According to his charge sheet, Katsimberis built a house on stand number 9 instead of number 10.

He is also accused of failing to get the housing plan for the house from the Mt Pleasant district offices.

In  his application for referral to the ConCourt last week, Katsimberis disclosed that he actually built the house on stand number 9, not 10 as alleged by Pokugara.

He told the court that it was actually Sharpe’s company that drew and submitted the housing plan, MP.6813/17 for the Borrowdale house to the Harare City Council.

The housing developer said Pokugara did the plan MP.6813/17 for themselves and if it was not approved it was not his fault. 

Katsimberis said he did the plans WX.609, WX.610 and WX.606, all from Cleveland, not Mt Pleasant as alleged in the charge sheet.

Plan WX609 was for stand No 9 where the house he built was destroyed by Pokugara Properties.

Katsimberis has previously taken Pokugara and Harare City Council to court accusing them of perjury for allegedly lying in court over the stand on which the house was built and that the housing plan for the house was not approved. 

The case was prosecuted by Zivanai Macharaga from the Special Anti-Corruption Unit.

Pokugara and the Harare City Council officials were acquitted after the state closed the case without calling all the witnesses.

No inspection in loco for the stand was also made.

Katsimberis is now asking the court for registers at Cleveland and Mt Pleasant that will show that he is not the one who submitted the plan for the Borrowdale house.

The application for the housing plan was actually done by for former Pokugara director Michael Van Blerk, according to documents.

“During Mr Van Blerk's testimony, I showed Mr Michael Van Blerk a plan and asked Mr Van Blerk if that was the plan of MP.6813/17.

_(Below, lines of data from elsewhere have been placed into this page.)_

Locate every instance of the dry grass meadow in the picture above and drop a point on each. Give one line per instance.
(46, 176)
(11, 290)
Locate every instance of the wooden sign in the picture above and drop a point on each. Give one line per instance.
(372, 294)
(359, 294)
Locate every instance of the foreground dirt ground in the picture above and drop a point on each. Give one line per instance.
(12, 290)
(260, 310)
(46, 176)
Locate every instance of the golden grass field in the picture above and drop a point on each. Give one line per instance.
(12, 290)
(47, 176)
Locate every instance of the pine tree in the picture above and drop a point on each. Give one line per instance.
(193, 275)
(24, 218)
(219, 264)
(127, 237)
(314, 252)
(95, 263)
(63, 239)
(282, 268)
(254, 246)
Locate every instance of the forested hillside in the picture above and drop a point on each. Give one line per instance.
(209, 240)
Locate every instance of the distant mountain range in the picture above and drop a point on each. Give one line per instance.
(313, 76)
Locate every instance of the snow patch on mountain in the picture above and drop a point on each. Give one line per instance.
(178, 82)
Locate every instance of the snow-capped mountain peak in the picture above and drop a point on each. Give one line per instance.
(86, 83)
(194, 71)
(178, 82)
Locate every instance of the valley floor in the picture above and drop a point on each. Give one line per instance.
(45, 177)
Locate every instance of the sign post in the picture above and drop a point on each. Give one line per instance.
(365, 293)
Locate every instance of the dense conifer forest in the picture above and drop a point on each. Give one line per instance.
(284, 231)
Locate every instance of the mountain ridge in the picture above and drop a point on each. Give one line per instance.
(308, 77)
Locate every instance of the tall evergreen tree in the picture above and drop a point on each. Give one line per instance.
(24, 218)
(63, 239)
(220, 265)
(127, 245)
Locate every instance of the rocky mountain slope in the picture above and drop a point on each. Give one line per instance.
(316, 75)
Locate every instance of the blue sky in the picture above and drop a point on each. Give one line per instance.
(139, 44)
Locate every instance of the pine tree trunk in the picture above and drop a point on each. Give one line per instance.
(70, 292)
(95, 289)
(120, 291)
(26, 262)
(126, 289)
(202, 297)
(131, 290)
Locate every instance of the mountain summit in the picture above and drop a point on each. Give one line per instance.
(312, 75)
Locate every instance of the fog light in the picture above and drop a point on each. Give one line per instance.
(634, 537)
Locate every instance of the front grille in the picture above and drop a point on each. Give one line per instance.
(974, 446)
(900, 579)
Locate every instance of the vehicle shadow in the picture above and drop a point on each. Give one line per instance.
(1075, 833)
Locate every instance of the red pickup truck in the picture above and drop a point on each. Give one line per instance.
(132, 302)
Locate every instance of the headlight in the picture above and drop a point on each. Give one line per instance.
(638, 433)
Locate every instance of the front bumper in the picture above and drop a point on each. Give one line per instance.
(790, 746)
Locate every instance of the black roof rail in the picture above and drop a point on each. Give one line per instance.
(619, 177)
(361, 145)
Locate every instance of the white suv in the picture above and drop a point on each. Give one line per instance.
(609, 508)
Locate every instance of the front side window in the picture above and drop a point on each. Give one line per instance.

“Mr Van Blerk confirmed that yes this was the exact plan he was shown in my office,” Katsimberis said.

“As of to date, I am being charged for a plan, I don't know which plan I have been charged for.”

According to a statement issued on September 14, 2021, Van Blerk said he visited Katsimberis’s office in Borrowdale accompanied by Sharpe where he was shown an approved housing plan, MP6813/37.

Sharpe, Van Blerk claimed, took a photograph of the plan that was dated February 23, 2017, and March 1, as well. 

However, court records show that it was Pokugara, not Katsimberis, who paid for the housing plan MP6813/37. 

The application was made by Van Blerk.

In one of the letters dated June 5,  2018 to Harare City Council, Pokugara requested “certification of the enclosed architectural floor plans submitted and approved by the City of Harare under plan reference number MP.6813/17 through Mount Pleasant district office as per the attached application form.” 

But after attaching the plan in theJune 5 letter, four months later in an affidavit by Van Blerk dated October 2 Pokugara told the court that the plans were not approved.

 “Based on this letter they know that their plan is approved. They have even enclosed four plans, see copies,” Katsimberis said.